On the morning of January 4, Shiro is about to come up with yet another mochi breakfast dish, when Kenji stops him. Kenji actually grabs him by the shoulders, shaking Shiro and begging him to have any other kind of carb that is not mochi. 

He even says they can go the ex-girlfriend’s place for bread as long as he doesn’t have to eat mochi! Ha!This is probably how a third of the United states feels about turkey dishes after Thanksgiving!

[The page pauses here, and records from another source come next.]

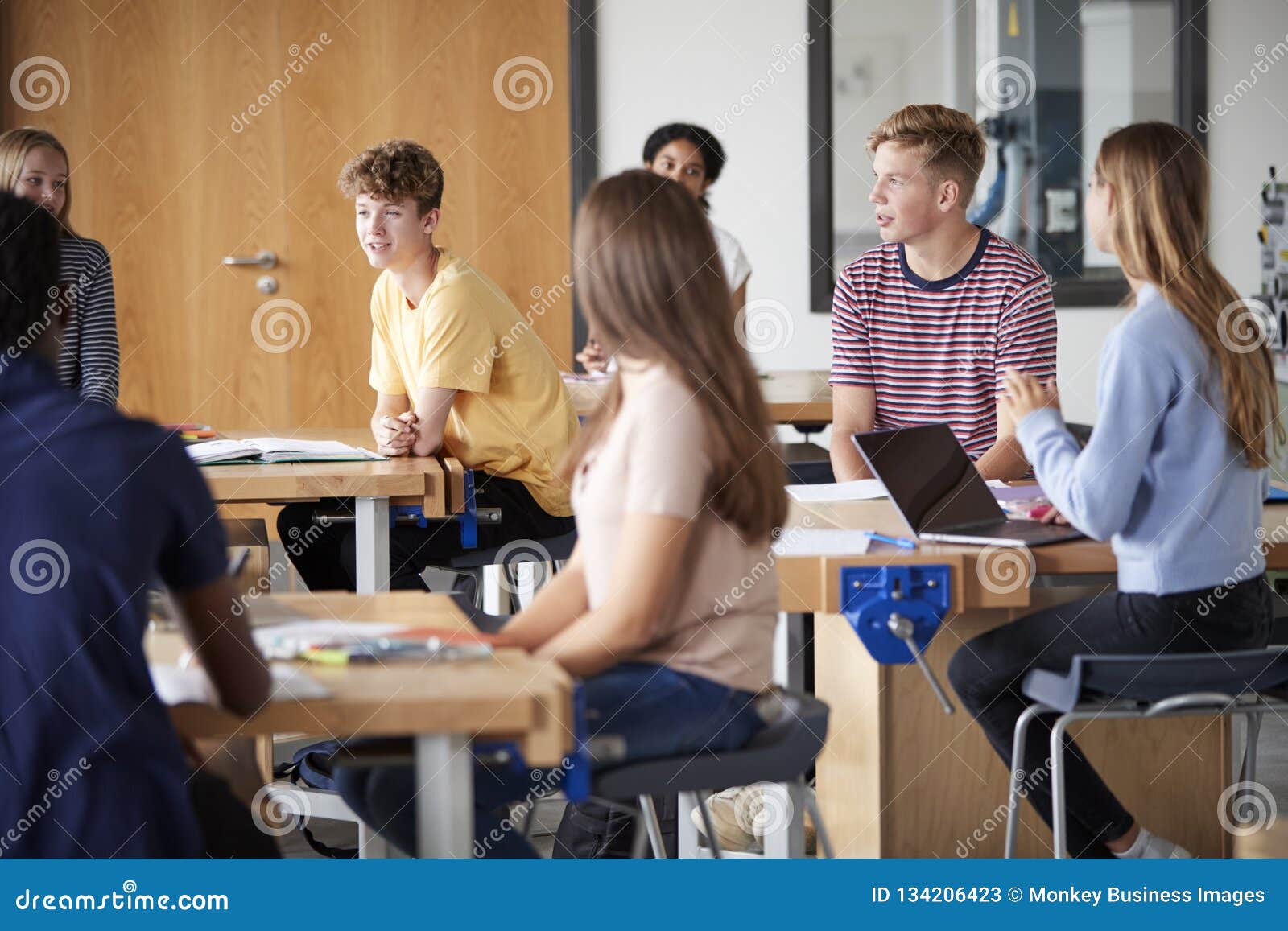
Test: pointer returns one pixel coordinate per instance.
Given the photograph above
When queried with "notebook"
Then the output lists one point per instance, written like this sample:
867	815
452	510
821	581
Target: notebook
191	686
267	450
862	489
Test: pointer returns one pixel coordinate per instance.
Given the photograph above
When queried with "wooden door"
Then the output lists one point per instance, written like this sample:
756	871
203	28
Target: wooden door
208	128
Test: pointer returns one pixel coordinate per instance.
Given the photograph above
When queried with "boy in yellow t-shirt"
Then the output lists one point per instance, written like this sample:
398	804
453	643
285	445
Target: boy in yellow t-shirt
456	370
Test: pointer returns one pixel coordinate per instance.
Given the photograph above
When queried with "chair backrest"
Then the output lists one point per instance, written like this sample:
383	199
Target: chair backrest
1152	678
781	752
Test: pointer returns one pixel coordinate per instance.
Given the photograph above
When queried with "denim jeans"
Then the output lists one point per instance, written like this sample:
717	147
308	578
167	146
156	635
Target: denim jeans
989	674
654	710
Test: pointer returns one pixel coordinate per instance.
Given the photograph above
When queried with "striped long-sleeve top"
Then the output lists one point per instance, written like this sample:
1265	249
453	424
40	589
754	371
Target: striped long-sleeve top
935	351
90	360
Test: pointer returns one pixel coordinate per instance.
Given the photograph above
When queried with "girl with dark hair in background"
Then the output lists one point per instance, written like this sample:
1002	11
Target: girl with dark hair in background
693	158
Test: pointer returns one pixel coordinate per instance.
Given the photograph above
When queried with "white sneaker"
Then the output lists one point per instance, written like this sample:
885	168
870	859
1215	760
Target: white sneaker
738	818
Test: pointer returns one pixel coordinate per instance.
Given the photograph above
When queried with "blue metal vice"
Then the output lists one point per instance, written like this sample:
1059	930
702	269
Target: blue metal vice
895	611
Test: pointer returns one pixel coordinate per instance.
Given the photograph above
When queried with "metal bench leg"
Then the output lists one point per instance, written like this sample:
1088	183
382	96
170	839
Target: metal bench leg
1018	747
371	845
686	830
1249	772
708	826
641	840
648	811
491	590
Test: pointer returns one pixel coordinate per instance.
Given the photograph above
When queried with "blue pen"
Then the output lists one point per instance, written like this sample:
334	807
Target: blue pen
894	541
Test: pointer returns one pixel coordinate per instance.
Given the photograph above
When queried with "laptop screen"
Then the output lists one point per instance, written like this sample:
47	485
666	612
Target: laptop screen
929	476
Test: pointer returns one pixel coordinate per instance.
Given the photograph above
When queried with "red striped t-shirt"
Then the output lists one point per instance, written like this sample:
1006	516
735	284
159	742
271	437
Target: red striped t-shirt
935	351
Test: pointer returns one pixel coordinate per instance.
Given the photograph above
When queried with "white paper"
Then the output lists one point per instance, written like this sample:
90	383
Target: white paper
217	450
289	639
821	542
191	686
862	489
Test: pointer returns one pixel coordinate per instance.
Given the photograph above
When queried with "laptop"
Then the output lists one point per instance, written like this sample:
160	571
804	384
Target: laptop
939	492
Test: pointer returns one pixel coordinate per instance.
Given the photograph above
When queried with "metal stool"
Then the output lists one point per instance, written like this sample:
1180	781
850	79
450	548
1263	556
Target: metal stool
497	566
779	753
1133	686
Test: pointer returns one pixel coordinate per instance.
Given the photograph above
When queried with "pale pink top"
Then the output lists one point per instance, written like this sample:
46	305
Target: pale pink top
719	621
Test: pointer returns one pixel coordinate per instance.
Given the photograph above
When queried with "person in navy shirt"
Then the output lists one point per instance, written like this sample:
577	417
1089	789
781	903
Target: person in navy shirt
96	505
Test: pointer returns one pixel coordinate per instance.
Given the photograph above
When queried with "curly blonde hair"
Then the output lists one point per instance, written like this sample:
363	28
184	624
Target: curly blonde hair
948	142
394	171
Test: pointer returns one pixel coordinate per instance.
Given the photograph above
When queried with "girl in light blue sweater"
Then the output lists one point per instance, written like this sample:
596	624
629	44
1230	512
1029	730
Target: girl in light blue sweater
1174	474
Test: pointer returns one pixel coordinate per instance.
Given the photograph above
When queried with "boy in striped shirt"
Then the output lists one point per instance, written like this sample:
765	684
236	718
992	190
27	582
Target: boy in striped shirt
925	325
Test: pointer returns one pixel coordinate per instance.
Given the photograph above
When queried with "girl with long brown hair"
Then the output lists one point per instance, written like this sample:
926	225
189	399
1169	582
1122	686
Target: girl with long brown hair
1175	473
34	165
669	603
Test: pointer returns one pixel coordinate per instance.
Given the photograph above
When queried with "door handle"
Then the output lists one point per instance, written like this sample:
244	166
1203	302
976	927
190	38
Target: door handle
264	259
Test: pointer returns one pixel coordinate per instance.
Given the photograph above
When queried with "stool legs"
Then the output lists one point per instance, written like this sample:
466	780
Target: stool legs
708	826
1018	747
648	811
824	842
686	830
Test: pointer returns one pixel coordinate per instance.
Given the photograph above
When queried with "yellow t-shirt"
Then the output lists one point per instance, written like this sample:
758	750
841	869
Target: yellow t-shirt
512	415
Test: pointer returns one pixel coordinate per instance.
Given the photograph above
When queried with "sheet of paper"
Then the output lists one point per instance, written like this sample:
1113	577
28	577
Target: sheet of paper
289	639
308	447
821	542
862	489
191	686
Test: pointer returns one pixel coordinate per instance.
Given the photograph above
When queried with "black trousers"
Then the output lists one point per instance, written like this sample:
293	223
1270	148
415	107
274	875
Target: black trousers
326	558
989	671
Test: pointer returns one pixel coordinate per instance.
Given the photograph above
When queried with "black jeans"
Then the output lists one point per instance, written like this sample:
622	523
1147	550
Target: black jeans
326	558
989	673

They end up having toast with some of the  kuri kinton that Shiro’s mom sent, and Kenji is really happy. That is until Shiro reminds him that they are going to have mochi for dinner. After all, they have enough mochi for a month of meals!
Mochi in the microwave


It’s very clear that Shiro looks at his parents differently since the surgery and even after his visit. Kenji’s comments made him reframe his position with them because he was really still seeing them mainly from his position as their child even though he is 45 years old. I can understand that. It took me years to not immediately react like the resentful teenager with my dad and hated going home because of that. We have so many stages with our parents, and it can be difficult to see them as people and not just our parents. It’s clear from the last episode that Shiro was actually surprised to think about his parents being in love with each other and having that kind of supportive relationship.

Here, Kenji forces him to look at his mother from an outsider's perspective. Shiro finds her a pain, but most people would see her as very progressive and supporting for her age. And the fact that she is chastising him about thinking about his future with Kenji and definitely settling down just like she would if he were straight says something particular to Kenji about her that Shiro has just taken for granted. We see this when he comments on the food being so good (when it has clearly always been this good) and when he recognizes how his parents would really love to have grandchildren but have not spoken a word to him about it.

Like I said, this episode to me really gave Kenji an opportunity to shine. I was worried that he seemed to be need Shiro too much because of his insecurities about the relationship. However, even though he admits that he's happy to be alone on New Year's because he knows that Shiro will be coming back, that doesn't lessen the sheer joy he exudes in his time in the apartment or, more importantly, the effect he has on Shiro--proving that Shiro needs him as much if not more than he needs Shiro. We learned early on that Shiro wants to just enjoy his life; Kenji helps him learn how to see things better to enjoy his life more.